In August 2016, Baker's administration announced a $5 million grant to the University of Massachusetts Amherst for a data science public-private partnership and cybersecurity research, and Baker's administration also announced a $1.6 million grant to Charter Communications to deliver broadband internet access to the towns of Hinsdale, Lanesborough, and West Stockbridge, as well as a $4 million grant to Comcast to connect nine other towns in Western Massachusetts to broadband internet access. In November 2016, Baker's administration announced the formation of the Massachusetts Digital Healthcare Council to advise his administration in supporting the Massachusetts digital healthcare industry, and the following month, Baker's administration announced that Massachusetts would enter a $250 million public-private partnership with the Manufacturing USA network to form a biopharmaceutical manufacturing institute in the state.

In January 2017, Baker's administration announced that Massachusetts would enter a second $250 million public-private partnership with the Manufacturing USA network to form a robotics manufacturing institute in the state. In February 2017, Baker's administration announced $35 million in capital grants for life science facilities at 14 colleges, graduate schools, and research institutes in the state, and the following month, Baker's administration announced the formation of a new broadband internet access grant making program that would award $20 million in grants to over 40 towns in Western and Central Massachusetts. In April 2017, Baker's administration announced a $5 million grant to the Worcester Polytechnic Institute to help launch a digital healthcare development center.

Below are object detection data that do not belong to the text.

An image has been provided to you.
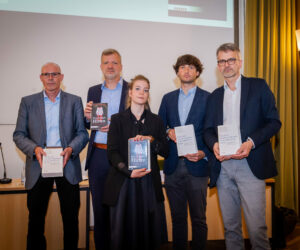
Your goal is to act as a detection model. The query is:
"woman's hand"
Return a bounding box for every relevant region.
[130,135,154,142]
[130,168,151,178]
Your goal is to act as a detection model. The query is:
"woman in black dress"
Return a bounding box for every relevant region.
[104,75,168,250]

In May 2017, Baker's administration announced $4.6 million in grants to the towns of Ashfield, Leyden, Shutesbury, Plainfield, Windsor, and Mount Washington to design and build municipal broadband networks, as well as $2 million in Community Compact IT grants to 47 cities and towns, and an $11.3 million grant to the University of Massachusetts Lowell for a development and research center to integrate textiles and fabrics manufacturing with electronics. The following month, Baker's administration announced a proposal for a five-year, $500 million life sciences initiative to support the state's biotechnology industry. In October 2017, Baker's administration announced $7 million in grants to seven advanced manufacturing projects, five associated with the Massachusetts Institute of Technology, the University of Massachusetts Amherst, or the University of Massachusetts Lowell.

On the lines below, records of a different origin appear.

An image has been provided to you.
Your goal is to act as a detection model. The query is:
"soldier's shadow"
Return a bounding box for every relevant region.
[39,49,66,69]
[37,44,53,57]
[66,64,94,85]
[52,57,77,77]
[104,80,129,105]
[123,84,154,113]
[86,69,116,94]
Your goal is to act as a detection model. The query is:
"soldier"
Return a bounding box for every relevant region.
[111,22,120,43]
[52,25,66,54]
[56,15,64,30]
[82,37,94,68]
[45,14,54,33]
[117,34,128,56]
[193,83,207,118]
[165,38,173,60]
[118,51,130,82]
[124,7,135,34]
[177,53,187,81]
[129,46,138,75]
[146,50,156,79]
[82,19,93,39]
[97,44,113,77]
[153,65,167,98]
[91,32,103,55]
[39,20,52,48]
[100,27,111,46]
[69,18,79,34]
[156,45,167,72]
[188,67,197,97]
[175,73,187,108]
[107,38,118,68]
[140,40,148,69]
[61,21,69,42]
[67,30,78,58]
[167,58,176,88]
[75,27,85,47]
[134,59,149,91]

In the same month, Baker's administration announced the launch of a five-year, $1 million initiative to support biotechnology startup companies in the state founded by women, and Baker signed into law a $45 million bond bill for broadband internet access projects in Western Massachusetts. In May 2018, Baker's administration announced $2 million in Community Compact IT grants to 45 cities and towns, and the following month, Baker signed into law a $623 million life sciences initiative. In July 2018, Baker announced $7 million in advanced manufacturing grants and attended the opening of a fabrics research and development center at the University of Massachusetts Lowell. In October 2018, Baker's administration announced an additional $3 million in Community Compact IT grants to 44 cities and towns.